- Born: Lulu Nocera March 28, 1967 (age 59) Sicily, Italy
- Genres: Freestyle, house, trip hop
- Occupations: Singer, songwriter, producer
- Instruments: Guitar, keyboards
- Years active: 1986–present
- Labels: Sleeping Bag Records (1986–1992) Hidden Tiger Music (2000)

= Nocera (singer) =

Lulu Nocera (born March 28, 1967), known professionally as Nocera is an Italian-American club DJ and a trip hop, pop and freestyle singer. She is probably best known for her 1986 freestyle hits "Summertime Summertime" and "Let's Go".

==Early life==
Born in Sicily, Nocera was raised in Parma, Emilia-Romagna (in northern Italy), before emigrating to the United States when she was 18 years old.

== Career ==

=== Early years ===
Nocera signed with independent label Sleeping Bag Records in 1986, and released the single "Summertime Summertime" that same year. The single, produced by Floyd Fisher and remixed by Kurtis Mantronik, was included on Nocera's 1987 debut album, Over the Rainbow, and reached No. 2 on Billboard's Hot Dance/Club Play chart in 1986. The album also featured "Let's Go", a track remixed by Little Louie Vega, and written by Peitor Angell. It reached No. 8 on the Hot Dance/Club Play chart in 1987.

Following the release, tour, and promotion of Over the Rainbow, Nocera began work on a second album, but the album was not completed or released due to the closure of Sleeping Bag Records in 1991.

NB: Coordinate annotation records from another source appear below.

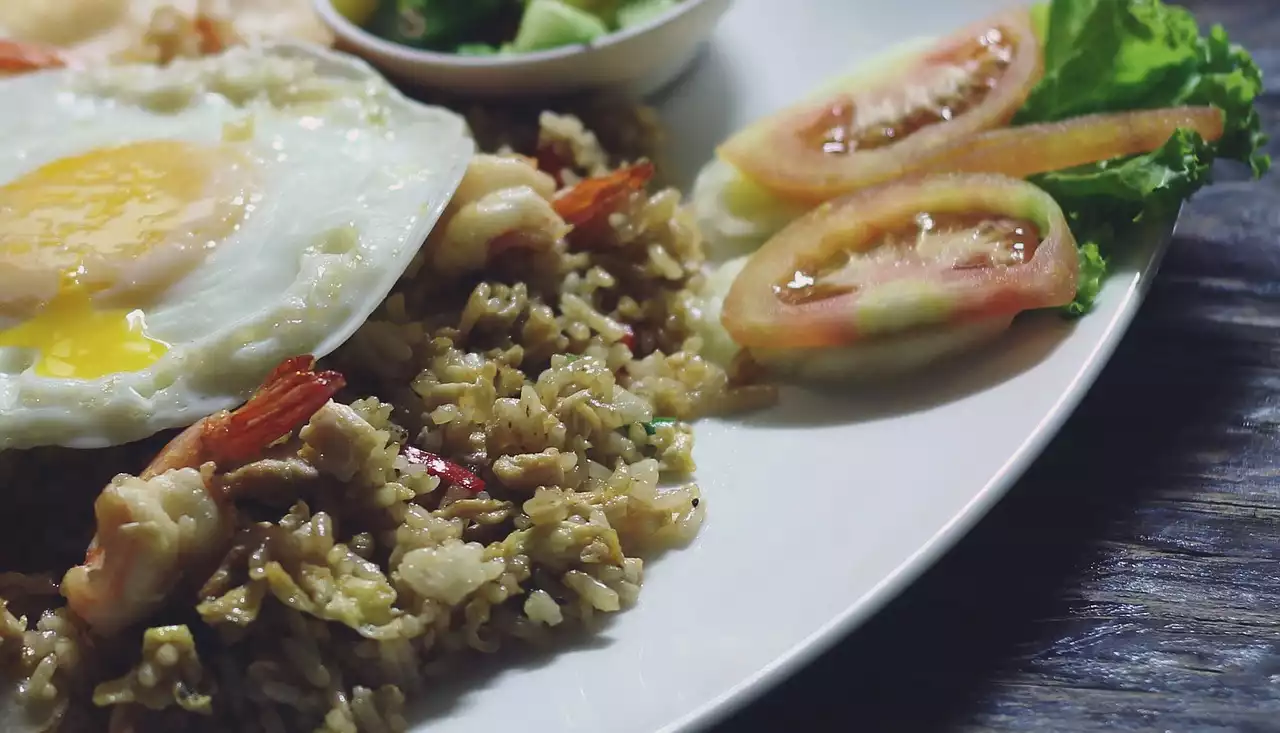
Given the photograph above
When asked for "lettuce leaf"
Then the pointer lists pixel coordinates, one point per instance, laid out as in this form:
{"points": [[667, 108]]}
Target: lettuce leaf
{"points": [[1115, 55]]}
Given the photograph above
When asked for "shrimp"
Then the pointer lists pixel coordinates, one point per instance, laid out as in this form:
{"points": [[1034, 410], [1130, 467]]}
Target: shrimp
{"points": [[21, 56], [502, 204], [176, 512]]}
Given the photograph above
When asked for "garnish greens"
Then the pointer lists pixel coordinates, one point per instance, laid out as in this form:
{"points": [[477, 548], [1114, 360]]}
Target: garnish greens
{"points": [[1115, 55]]}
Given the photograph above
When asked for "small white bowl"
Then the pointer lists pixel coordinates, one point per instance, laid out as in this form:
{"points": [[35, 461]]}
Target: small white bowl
{"points": [[636, 60]]}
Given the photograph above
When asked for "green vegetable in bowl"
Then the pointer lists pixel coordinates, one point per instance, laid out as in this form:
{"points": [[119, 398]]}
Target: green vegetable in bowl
{"points": [[639, 12], [438, 24], [552, 23], [498, 27]]}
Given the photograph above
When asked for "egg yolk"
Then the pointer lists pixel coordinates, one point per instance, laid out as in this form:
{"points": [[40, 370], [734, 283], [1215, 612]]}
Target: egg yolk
{"points": [[117, 224], [76, 340]]}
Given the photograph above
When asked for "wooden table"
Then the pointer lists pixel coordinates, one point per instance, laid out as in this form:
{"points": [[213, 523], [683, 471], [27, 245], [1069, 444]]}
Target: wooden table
{"points": [[1130, 580]]}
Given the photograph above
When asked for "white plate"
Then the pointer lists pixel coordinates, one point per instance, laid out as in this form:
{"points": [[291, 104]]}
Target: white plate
{"points": [[823, 508]]}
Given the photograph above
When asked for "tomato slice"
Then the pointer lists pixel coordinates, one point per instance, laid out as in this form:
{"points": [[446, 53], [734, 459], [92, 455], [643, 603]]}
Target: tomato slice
{"points": [[1029, 150], [867, 129], [944, 250]]}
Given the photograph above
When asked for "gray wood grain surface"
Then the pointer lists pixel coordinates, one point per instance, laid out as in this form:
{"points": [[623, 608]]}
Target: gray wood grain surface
{"points": [[1130, 580]]}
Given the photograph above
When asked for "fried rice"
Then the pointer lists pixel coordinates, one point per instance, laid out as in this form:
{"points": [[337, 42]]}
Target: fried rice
{"points": [[563, 376]]}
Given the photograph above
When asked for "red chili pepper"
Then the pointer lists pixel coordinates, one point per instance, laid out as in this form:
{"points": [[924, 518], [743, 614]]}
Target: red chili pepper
{"points": [[443, 468], [594, 198]]}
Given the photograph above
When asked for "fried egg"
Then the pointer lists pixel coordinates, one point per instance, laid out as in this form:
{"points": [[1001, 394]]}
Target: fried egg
{"points": [[169, 234]]}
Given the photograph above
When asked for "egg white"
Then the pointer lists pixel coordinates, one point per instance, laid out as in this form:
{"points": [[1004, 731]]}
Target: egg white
{"points": [[352, 174]]}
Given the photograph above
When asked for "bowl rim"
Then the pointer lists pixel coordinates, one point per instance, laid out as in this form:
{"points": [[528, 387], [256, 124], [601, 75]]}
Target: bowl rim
{"points": [[351, 32]]}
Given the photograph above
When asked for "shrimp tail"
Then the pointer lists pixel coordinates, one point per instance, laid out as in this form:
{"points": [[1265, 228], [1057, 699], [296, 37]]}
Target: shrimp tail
{"points": [[289, 395], [18, 56], [597, 197]]}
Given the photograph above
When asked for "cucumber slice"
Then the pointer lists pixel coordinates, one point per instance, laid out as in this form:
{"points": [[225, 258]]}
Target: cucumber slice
{"points": [[551, 23], [643, 10]]}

=== Voice of the Satellites and DJ career ===
Following the demise of Sleeping Bag Records, Nocera sang background vocals for freestyle acts Sa-Fire, India and Information Society in the early to mid-1990s. She also toured both nationally and internationally with Information Society, providing background vocals and keyboards.

In 2000, Nocera formed the trip hop group Voice of the Satellites with guitarist Gregg Fine and keyboardist John Roggie. The band's sound has been described as "a loose, trippy blend of hip hop, acid jazz, and points in-between and elsewhere." The band has released a couple of EPs, but has yet to be signed to a major label.

Nocera is also currently a club DJ based in New York City, and toured the United States with the 'Freestyle Explosion' concert series in 2006, where she favorably reprised her mid-1980s hits from Over the Rainbow.

Nocera currently fronts a band called the BB Batts.